Uh oh: Four signs the global economy is slowing

The disappointing downward revision in U.S. first quarter GDP is the latest in a string of negative data points around the world in recent weeks. The U.S. economy grew at a mere 1.8% annual pace in the first quarter, according to revised data released by the Commerce Department on Wednesday. That follows the 0.4% figure for the fourth quarter of 2012.

US GDP

The picture isn’t much better outside the U.S., either. Global GDP grew by just 2.1% during the first quarter of 2013 compared with a year earlier, according to the The Economist’s calculations, which believes the world economy could be going wobbly in the knees. A year ago, the global expansion clocked in at 3.1%.

Global GDP

What happened? Here are four negative economic trends weighing on the minds of investors.

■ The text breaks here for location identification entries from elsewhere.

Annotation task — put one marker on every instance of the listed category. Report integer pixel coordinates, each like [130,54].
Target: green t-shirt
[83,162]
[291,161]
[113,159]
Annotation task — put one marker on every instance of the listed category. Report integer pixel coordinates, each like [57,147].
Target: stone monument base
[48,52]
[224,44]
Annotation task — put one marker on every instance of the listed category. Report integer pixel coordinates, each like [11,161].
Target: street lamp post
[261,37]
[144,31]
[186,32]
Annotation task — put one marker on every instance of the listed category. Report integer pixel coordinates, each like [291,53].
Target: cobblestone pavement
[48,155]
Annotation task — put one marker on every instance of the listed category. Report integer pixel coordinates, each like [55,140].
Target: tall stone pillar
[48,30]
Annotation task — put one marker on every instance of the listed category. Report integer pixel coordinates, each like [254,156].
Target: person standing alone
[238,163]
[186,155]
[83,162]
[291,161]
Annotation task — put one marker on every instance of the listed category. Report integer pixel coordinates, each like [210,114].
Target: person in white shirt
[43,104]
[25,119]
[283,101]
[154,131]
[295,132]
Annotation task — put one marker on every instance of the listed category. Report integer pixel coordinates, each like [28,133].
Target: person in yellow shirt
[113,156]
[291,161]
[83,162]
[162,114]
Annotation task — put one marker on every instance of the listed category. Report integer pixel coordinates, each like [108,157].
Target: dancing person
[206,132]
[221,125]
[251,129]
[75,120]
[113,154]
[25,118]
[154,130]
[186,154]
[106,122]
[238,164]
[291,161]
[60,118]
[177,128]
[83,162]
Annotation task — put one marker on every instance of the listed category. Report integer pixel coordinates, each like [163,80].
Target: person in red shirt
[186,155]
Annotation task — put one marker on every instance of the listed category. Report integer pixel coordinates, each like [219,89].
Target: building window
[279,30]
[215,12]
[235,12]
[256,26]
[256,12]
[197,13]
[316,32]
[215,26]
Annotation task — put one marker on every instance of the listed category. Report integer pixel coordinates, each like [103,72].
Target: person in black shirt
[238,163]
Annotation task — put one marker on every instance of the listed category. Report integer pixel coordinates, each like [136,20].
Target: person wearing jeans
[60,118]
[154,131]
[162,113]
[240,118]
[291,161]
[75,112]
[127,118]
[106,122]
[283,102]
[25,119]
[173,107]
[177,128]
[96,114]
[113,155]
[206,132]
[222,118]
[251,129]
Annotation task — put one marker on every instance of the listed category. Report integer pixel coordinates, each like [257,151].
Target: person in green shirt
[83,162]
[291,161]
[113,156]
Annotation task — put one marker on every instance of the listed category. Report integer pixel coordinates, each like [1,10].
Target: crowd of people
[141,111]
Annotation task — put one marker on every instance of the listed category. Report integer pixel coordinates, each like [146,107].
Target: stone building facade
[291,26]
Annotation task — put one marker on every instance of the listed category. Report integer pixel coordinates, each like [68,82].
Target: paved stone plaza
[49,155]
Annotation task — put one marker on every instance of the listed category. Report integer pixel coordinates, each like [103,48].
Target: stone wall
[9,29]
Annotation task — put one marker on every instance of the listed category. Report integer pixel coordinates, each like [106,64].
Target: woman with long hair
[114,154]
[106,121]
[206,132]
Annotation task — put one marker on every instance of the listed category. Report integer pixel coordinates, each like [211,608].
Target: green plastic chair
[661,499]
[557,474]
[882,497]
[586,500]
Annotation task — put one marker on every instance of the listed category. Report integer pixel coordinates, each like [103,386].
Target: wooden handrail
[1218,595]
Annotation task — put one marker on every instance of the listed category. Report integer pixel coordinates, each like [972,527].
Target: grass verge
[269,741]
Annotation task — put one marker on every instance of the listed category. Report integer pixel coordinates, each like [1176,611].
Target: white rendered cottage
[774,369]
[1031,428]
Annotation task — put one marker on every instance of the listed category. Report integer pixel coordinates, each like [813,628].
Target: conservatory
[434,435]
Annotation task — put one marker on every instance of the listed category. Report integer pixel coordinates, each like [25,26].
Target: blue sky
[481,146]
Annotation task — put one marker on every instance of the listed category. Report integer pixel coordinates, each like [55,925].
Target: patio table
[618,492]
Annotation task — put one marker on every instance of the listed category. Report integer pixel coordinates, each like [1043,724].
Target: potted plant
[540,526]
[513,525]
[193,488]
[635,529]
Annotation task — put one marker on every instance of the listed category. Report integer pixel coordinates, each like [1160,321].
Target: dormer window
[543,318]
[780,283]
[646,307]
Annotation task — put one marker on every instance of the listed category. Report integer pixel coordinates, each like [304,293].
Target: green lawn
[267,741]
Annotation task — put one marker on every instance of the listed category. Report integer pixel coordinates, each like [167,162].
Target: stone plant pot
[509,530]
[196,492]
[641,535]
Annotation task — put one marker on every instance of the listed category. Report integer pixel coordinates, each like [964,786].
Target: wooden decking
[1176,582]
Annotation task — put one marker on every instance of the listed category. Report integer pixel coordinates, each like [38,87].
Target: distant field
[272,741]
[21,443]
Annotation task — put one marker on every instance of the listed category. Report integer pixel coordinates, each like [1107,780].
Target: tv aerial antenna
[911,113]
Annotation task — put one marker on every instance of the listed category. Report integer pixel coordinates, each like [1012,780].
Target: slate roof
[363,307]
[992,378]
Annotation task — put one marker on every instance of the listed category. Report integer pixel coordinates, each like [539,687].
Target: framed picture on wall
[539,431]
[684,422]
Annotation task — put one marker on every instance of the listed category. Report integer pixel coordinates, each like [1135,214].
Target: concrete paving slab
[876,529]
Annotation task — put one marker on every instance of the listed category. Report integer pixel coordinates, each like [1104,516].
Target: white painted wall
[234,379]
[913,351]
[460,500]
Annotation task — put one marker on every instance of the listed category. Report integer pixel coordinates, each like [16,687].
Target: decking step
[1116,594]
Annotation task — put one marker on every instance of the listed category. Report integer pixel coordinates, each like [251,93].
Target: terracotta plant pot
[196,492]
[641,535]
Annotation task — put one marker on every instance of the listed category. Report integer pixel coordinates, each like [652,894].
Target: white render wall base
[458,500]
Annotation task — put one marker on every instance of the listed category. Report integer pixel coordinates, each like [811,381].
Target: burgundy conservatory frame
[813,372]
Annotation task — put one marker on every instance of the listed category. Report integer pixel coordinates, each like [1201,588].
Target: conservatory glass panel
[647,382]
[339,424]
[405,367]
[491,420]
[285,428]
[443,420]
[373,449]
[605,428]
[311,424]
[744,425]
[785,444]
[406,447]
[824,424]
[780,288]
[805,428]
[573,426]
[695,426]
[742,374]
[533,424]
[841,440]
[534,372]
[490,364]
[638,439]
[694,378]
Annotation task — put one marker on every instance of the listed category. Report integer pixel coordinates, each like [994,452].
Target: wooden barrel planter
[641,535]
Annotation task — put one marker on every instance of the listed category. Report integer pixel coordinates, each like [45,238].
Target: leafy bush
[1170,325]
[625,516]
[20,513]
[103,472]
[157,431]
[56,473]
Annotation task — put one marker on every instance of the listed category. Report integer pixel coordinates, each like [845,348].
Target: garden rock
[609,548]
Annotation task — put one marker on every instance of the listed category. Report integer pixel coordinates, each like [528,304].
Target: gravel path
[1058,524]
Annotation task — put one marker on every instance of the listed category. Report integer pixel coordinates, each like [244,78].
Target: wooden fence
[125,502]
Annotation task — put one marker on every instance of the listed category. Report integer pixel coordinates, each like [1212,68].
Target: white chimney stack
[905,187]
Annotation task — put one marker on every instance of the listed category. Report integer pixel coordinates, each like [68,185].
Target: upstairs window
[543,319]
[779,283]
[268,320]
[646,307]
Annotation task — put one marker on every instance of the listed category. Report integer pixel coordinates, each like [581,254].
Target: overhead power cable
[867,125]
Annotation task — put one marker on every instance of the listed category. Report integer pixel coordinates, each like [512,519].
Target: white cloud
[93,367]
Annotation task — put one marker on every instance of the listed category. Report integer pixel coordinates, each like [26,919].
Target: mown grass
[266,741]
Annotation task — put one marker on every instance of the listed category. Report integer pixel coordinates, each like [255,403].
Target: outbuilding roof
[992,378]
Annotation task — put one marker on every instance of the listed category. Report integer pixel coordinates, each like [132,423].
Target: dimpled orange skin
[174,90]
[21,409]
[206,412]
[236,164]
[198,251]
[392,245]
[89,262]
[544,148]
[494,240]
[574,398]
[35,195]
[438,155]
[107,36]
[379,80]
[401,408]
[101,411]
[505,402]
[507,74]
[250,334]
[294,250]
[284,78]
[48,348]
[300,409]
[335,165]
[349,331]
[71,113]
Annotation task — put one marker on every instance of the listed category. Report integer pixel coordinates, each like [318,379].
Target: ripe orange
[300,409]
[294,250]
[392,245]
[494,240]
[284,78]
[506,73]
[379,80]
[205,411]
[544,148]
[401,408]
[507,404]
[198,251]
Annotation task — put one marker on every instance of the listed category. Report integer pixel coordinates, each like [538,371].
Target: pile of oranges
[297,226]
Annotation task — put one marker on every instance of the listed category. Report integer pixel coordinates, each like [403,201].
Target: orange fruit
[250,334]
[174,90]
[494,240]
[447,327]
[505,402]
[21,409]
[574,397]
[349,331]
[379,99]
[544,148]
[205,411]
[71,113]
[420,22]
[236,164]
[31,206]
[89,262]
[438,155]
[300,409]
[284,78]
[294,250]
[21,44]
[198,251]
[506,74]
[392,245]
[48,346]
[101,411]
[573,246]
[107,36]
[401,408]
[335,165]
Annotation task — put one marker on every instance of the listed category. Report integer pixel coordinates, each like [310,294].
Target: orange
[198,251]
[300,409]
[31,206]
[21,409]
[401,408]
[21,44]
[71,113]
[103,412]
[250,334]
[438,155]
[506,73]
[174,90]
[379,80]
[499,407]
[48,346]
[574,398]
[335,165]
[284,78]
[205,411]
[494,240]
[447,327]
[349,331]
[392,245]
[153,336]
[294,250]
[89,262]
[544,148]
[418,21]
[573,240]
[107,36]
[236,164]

US Earnings: Corporate earnings are losing steam. Analysts surveyed by Bloomberg see earnings growth at 2.5% in the current quarter–the lowest level in the last 12 months. On top of that, the ratio of upgrades to downgrades, tracked by Moody’s Capital Markets Group, has fallen to 0.89 times in the first five months of 2013, the fastest decline since 2009, and from a high of 1.55 times back in mid-2010.

China Stumbles: First-quarter GDP growth of 7.7 percent was well below the 8 percent predicted by a Bloomberg survey of economists and even lower than the 7.8 percent rate for all of last year (which in turn, was China’s slowest growth in 13 years). Goldman Sachs (GS), JPMorgan Chase (JPM), and Royal Bank of Scotland (RBS) have pared back their 2013 estimates to 7.8 percent.

Recession in Europe: The Organization for Economic Co-operation and Development recently slashed its forecast for the economy of the 17-country eurozone. The OECD now expects the region to shrink by 0.6 per cent this year, after a 0.5 per cent drop in 2012. The OECD had predicted a 0.1 per cent decline for the eurozone in its report six months ago — and this time last year, it forecast growth of nearly 1 per cent for 2013.

Europe GDP

Emerging Market Unrest: Stock markets in the developing world have been getting crushed in recent months, thanks to the slowdown in China and a weaker yen that has boosted the competitiveness of Japanese exports. Adding to investor angst is social unrest in Brazil and Turkey.